To put into perspective, this week was quite literally a rollercoaster! But on the whole, I enjoyed my week and finished Sunday with a full heart and the biggest smile!! 

A happy heart!

This describes my second week perfectly.

I even convinced them both to squash into a
photobooth with me!! 
Monday 26th November:
Today was a day for the heart. After an amazing Sunday, I just didn't want it to be Monday, so I ignored Monday and didn't go into uni. Instead, I had a big catch-up and food with Owen at dinner time which was 100% needed! I hadn't seen him in what felt like forever because of not going into uni much last week. Then I cooked tea for me and Harvey... Yep, I've turned domestic... I must be happy! After tea, we had a good cuddle and a film marathon! Monday was short and sweet but felt good! I got a little bit of work done but not anything substantial. 

Tuesday 27th November:
I had a good old caffeine-fueled productive day today! I got up like fully up and out of bed at 6 for the first time in ages came to uni and was showered, washed hair and dressed by half past! 

A cute lil pic of Owen outside Cole Cafe!
Tuesday's are always my favourite day of the week even though I have a 9am and its a long day. I really enjoy my Tuesday morning lecture and workshop, I actually get to write! The feedback I received on my most recent writing was that it was pretty far off from what my lecturer was looking for so I have that to edit or re-do or even a whole new idea. It was a how-to piece and basically, it was pretty dull, boring and long... I'm thinking of writing about blogging rather than productivity. 

I have an hour break in the middle of my day too which is when Owen and I tend to go to the seafront. Not too long ago we saw a cute little cafe and have been meaning to go in, well today was the day! It was amazing! Nice coffee and such pretty interior too! 

It's just soooo bloody cute! I'm obsessed!! Cole Cafe
and Deli, if you're in Sunderland I highly recommend.
I didn't want today to end, it felt good. I was happy, smiling and felt like I had finally found my place and somewhere I belong other than at home. Today was one of those days where you can't help but stand back and realise how lucky you are. Owen wanted to go to this Christmassy tipi thing that's in town but I was supposed to be spending time with Harveys so I invited him along and to see one of my best friends and boyfriend getting along and just spending time together was one of the best things ever! I felt like I was going to burst from how happy I was at any second. Harvey also got the seal of approval from Owen which made me nearly cry! 
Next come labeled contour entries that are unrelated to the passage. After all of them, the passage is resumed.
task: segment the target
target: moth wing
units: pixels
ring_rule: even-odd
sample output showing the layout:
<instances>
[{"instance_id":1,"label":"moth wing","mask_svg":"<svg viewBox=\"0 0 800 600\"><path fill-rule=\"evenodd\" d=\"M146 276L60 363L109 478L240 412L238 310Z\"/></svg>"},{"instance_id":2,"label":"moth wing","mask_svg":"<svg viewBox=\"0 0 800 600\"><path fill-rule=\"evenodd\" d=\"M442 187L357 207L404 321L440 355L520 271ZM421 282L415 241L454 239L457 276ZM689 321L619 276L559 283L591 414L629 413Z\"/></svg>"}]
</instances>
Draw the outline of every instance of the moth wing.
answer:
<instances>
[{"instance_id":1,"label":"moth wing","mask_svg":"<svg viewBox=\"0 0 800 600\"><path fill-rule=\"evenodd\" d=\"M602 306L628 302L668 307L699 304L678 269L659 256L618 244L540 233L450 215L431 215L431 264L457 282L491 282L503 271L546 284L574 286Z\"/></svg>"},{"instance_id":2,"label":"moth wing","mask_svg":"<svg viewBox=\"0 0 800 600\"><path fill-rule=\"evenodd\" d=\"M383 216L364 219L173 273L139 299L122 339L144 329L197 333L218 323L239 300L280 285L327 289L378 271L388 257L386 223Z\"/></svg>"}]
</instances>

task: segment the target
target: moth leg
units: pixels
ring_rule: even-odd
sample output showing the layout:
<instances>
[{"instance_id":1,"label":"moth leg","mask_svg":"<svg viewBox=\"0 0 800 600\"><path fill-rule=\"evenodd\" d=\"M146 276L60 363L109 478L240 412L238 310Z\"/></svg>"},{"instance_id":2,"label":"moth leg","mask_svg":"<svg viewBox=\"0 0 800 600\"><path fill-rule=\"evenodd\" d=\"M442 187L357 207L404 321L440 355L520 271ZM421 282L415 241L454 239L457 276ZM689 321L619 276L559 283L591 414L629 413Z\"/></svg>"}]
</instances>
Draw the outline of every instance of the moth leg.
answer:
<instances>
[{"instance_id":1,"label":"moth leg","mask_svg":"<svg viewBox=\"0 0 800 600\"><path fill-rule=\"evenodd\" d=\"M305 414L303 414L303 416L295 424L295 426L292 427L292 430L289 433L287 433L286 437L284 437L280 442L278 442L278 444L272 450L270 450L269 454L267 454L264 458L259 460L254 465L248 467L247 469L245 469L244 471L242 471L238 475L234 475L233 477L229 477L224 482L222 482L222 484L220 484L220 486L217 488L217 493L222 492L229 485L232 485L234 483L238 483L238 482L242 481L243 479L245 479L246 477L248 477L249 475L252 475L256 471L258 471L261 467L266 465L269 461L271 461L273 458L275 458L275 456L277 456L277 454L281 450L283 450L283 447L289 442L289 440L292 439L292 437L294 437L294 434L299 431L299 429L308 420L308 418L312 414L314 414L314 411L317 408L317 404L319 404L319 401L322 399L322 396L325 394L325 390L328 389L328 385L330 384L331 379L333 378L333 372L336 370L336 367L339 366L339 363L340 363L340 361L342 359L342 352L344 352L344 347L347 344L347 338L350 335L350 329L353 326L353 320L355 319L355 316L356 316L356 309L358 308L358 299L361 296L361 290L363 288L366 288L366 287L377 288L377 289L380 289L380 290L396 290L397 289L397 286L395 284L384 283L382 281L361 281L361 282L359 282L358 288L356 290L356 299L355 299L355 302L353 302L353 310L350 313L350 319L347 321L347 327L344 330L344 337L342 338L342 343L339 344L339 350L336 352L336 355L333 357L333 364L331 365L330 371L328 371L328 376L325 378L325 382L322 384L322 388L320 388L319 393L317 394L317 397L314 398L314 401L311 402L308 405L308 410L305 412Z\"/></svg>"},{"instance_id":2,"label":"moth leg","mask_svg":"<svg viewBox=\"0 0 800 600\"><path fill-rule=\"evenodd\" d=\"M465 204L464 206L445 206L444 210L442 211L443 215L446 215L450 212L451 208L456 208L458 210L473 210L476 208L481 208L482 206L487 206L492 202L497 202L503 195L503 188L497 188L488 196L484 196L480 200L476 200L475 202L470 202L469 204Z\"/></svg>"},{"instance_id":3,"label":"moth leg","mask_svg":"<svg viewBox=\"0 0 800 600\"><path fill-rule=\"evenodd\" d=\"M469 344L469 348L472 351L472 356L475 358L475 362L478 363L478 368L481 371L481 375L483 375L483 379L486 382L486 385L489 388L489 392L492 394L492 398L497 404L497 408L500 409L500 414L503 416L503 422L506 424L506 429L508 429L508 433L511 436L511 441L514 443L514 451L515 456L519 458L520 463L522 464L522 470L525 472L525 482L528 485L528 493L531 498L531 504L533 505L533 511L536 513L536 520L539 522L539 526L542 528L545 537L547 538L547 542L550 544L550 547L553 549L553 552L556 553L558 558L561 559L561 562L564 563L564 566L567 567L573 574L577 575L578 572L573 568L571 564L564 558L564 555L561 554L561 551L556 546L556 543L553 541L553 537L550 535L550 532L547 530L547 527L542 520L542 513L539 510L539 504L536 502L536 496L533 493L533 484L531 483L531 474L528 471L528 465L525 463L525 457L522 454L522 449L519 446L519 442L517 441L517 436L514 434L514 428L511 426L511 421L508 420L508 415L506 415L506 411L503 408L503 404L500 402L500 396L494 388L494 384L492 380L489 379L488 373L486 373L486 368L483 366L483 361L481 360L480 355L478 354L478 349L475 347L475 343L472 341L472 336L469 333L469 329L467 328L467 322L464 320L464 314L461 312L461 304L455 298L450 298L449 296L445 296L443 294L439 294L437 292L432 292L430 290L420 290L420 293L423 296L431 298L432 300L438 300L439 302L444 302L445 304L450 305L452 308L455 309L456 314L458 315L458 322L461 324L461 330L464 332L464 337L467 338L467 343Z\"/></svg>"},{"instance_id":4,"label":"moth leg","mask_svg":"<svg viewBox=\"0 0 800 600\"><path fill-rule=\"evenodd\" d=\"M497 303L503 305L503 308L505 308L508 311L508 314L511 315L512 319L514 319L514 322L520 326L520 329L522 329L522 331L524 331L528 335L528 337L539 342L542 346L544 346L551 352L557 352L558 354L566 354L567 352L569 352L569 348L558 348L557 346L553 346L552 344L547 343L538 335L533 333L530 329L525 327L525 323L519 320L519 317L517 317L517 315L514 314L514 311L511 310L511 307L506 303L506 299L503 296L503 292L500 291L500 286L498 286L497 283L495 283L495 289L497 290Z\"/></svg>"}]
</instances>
So, all in all, Tuesday was amazing and I can't wait to read back on this in a few weeks or even months time and re-live this day again! 

Wednesday 28th November:
Wednesday started with a heavy head, coughing fit and a whole body that hurt... Yep, I got ill! I stayed in bed and felt sorry for myself while Harvey was at uni. To top it off I started being sick also... EW! Harvey came back from uni with my favourite snacks and all the cold and flu tablets he could find, he melts me lil heart, I tell you! I pretty much stayed asleep on and off until 9pm when I came alive and wanted to be up out of bed. We stuck Elf on, ate snacks and I belted Christmas songs out for at least an hour... I'm blaming the caffeine in the cold and flu!

It's nearly Christmas!!
Thursday 29th November:
Again I went into uni! Yay for me! My news stories are coming along well only it completely slipped my mind that my stories had to be around the North East and Sunderland... I had nearly written one full news story when I showed my tutor and she mentioned about it not being based in Sunderland so I'm scrambling around either trying to come up with more ideas or to amend the written story...

Friday 30th November:
Friday was a good day, I was pretty lazy I'm not going to lie. I spent the day in bed watching Sherlock with Harvey until it was time for me to leave. I had a little spontaneous date with Harvey before I came home for the weekend which was nice. It feels really good to be home!

Saturday 1st December:
Saturday began with a lush sleep in and family time! We put the tree up!! So really I don't absolutely nothing... Other than chill and spend time with my fam!

Sunday 2nd December:
Another day spent with my fam... we went ice skating and to a Christmas park!!